Тридцать три раза пропел он одно и то же и не устал. Все были не прочь послушать его ещё раз, да тут император сказал, что теперь должен спеть немного и настоящий соловей.

Но куда же он делся? Никто и не заметил, как он выпорхнул в открытое окно и улетел в свой зелёный лес.

– Что же это такое? – сказал император, и все придворные возмутились и назвали соловья неблагодарным.

– Всё равно тот соловей, что остался у нас, лучше, – сказали они, и искусственному соловью пришлось петь опять, и все в тридцать четвёртый раз услышали одну и ту же песенку. Однако придворные так и не запомнили её наизусть, такая она была трудная. А капельмейстер знай нахваливал искусственного соловья и утверждал даже, что он лучше настоящего не только нарядом и чудесными алмазами, но и внутренним своим складом.

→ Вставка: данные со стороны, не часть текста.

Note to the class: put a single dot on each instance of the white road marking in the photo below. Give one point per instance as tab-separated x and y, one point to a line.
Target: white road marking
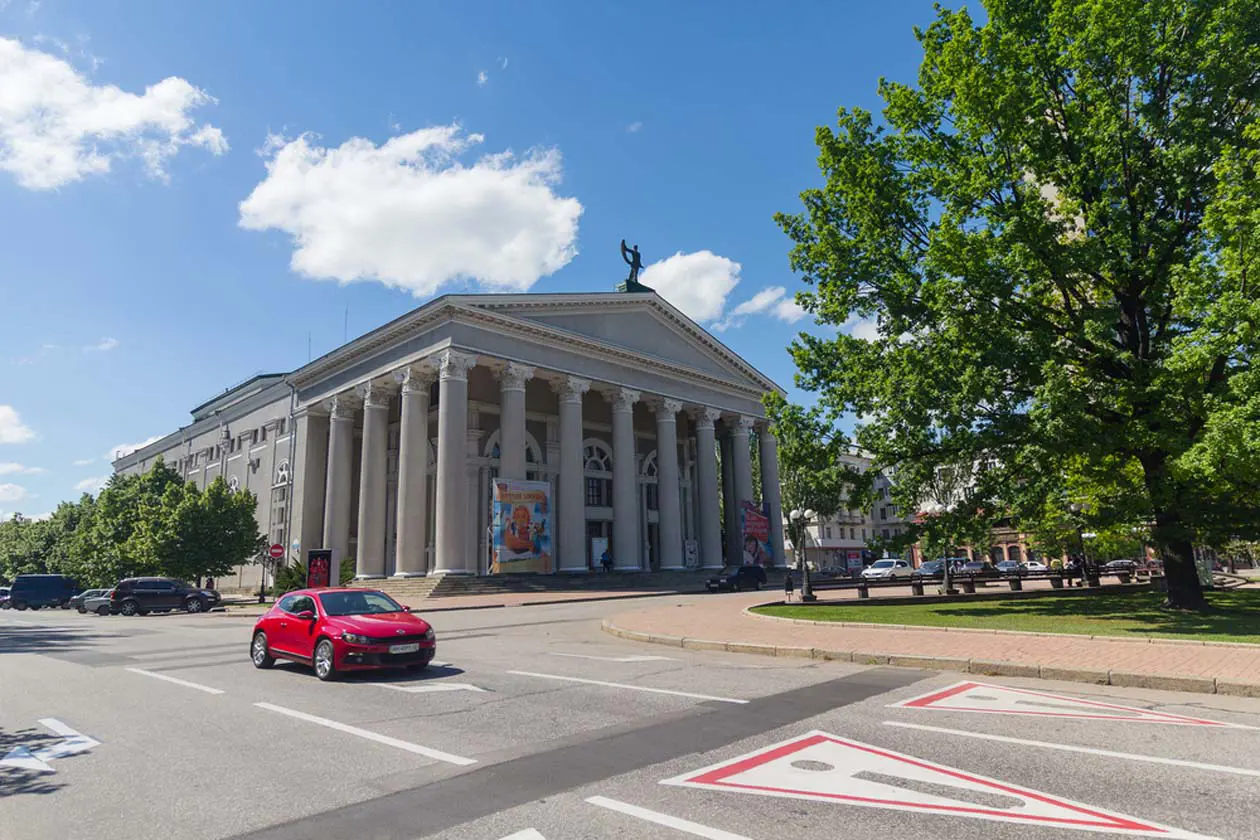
1070	748
678	824
432	688
436	754
175	680
623	685
616	659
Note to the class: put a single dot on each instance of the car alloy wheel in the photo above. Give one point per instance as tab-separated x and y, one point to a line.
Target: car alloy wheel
324	669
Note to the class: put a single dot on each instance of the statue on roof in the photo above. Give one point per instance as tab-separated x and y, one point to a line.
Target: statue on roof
635	262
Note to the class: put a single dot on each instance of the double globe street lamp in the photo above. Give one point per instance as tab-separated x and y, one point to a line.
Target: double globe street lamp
800	520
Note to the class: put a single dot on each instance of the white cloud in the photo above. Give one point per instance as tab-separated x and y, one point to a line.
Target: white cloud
11	467
697	283
92	485
11	493
58	127
124	450
408	214
11	428
862	328
771	300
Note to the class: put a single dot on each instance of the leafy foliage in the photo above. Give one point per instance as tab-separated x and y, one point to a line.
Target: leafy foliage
1055	234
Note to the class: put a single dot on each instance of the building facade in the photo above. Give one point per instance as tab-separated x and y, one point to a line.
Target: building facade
388	445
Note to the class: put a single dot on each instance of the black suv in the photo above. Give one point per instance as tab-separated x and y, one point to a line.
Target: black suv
137	596
38	591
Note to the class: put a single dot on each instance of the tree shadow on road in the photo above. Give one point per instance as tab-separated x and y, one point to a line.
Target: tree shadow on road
15	781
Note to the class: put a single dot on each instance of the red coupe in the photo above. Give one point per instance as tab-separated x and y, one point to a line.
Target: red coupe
342	630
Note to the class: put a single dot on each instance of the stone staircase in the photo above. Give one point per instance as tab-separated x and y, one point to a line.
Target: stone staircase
449	586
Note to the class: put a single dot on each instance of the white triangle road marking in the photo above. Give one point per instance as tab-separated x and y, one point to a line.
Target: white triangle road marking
1002	699
823	767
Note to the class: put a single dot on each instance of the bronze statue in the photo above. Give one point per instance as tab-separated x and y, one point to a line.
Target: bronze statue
634	261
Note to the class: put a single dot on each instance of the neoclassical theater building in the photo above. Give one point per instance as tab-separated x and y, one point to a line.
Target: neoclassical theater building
384	448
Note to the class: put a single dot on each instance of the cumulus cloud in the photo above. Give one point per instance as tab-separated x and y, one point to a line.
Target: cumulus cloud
411	215
124	450
92	485
11	493
18	469
58	127
697	283
11	428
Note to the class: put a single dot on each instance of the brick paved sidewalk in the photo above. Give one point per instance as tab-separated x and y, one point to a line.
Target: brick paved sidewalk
721	624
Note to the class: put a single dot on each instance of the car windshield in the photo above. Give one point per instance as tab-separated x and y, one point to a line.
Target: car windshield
358	603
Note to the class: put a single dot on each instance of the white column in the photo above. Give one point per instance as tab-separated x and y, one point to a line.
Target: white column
626	548
730	509
571	537
412	472
706	490
450	542
770	491
337	491
512	420
310	479
371	561
669	525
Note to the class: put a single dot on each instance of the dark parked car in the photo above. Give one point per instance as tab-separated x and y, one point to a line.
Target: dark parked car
137	596
737	577
38	591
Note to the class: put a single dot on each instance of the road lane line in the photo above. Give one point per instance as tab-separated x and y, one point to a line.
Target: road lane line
436	754
175	680
623	685
1070	748
678	824
616	659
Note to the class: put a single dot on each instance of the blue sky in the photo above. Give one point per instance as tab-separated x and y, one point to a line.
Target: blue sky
187	190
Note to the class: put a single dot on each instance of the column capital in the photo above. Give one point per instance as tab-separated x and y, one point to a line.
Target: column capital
571	388
514	375
621	399
342	407
665	408
704	417
374	394
454	364
415	379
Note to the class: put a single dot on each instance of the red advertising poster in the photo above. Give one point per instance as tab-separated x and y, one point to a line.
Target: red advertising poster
319	567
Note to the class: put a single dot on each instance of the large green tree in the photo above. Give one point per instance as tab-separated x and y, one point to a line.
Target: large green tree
1056	232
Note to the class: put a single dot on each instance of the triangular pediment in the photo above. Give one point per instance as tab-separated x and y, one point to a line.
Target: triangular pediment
643	324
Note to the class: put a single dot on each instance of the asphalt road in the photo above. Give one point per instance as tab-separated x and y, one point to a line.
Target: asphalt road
539	726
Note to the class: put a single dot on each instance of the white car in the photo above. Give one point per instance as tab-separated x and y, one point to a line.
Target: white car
887	571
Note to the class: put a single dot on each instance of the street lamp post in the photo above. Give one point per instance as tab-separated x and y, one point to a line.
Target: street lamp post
800	519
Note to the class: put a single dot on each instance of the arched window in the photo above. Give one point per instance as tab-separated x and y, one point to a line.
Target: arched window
597	467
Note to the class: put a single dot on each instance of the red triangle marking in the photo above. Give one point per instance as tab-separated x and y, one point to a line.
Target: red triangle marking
955	699
773	772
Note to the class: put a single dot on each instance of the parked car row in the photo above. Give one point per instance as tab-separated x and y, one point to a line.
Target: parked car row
129	597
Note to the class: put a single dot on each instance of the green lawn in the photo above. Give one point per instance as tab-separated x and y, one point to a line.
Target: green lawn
1236	616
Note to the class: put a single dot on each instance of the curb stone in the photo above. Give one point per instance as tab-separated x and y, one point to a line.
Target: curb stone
978	666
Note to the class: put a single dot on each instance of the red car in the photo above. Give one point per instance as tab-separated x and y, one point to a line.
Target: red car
342	630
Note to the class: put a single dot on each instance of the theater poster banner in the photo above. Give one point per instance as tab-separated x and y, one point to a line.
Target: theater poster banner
756	534
521	532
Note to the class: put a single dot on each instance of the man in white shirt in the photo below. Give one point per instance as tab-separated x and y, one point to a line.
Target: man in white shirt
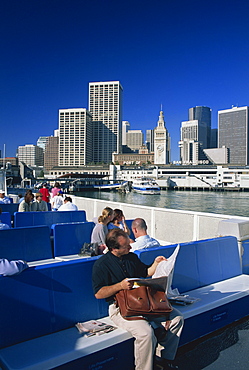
143	240
68	205
3	198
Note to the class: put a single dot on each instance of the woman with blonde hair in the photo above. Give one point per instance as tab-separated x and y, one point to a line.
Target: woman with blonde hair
100	229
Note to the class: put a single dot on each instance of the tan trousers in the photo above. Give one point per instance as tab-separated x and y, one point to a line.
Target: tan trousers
145	340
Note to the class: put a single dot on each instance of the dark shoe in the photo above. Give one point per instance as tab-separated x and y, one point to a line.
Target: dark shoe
160	333
163	364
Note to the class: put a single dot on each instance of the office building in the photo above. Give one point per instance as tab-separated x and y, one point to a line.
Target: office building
134	139
191	143
51	152
150	140
125	128
75	137
105	105
31	155
161	142
233	134
41	142
203	116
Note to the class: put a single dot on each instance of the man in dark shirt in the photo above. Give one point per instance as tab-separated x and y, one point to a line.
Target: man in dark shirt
110	273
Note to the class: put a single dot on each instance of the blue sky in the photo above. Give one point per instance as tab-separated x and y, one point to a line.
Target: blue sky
176	53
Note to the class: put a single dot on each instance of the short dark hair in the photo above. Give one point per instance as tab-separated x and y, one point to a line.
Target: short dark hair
112	238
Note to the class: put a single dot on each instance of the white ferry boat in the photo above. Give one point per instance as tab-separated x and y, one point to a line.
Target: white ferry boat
145	186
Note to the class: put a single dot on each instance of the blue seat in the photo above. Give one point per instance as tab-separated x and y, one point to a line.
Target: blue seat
6	218
22	219
209	270
26	243
11	208
69	238
38	312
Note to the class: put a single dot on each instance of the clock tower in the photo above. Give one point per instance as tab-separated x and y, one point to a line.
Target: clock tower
161	142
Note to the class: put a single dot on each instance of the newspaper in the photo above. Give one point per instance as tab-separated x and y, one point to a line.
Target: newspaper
94	327
166	268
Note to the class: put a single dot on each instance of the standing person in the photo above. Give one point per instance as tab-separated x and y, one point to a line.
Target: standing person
118	221
142	239
3	198
57	201
40	205
27	205
55	189
45	192
110	273
68	205
100	229
2	225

– Изволите видеть, ваше величество, и вы, господа, про живого соловья никогда нельзя знать наперёд, что он споёт, а про искусственного можно! Именно так, и не иначе! В искусственном соловье всё можно понять, его можно разобрать и показать человеческому уму, как расположены валики, как они вертятся, как одно следует из другого!..

– И я тоже так думаю! – в голос сказали все, и капельмейстер получил разрешение в следующее же воскресенье показать искусственного соловья народу.

– Пусть и народ послушает его! – сказал император.

И народ слушал и остался очень доволен, как будто вдоволь напился чаю – это ведь так по-китайски. И все говорили: «О!» – и поднимали в знак одобрения палец, и кивали головами. Только бедные рыбаки, слышавшие настоящего соловья, говорили:

– Недурно и очень похоже, да вот чего-то недостаёт, сами не знаем чего.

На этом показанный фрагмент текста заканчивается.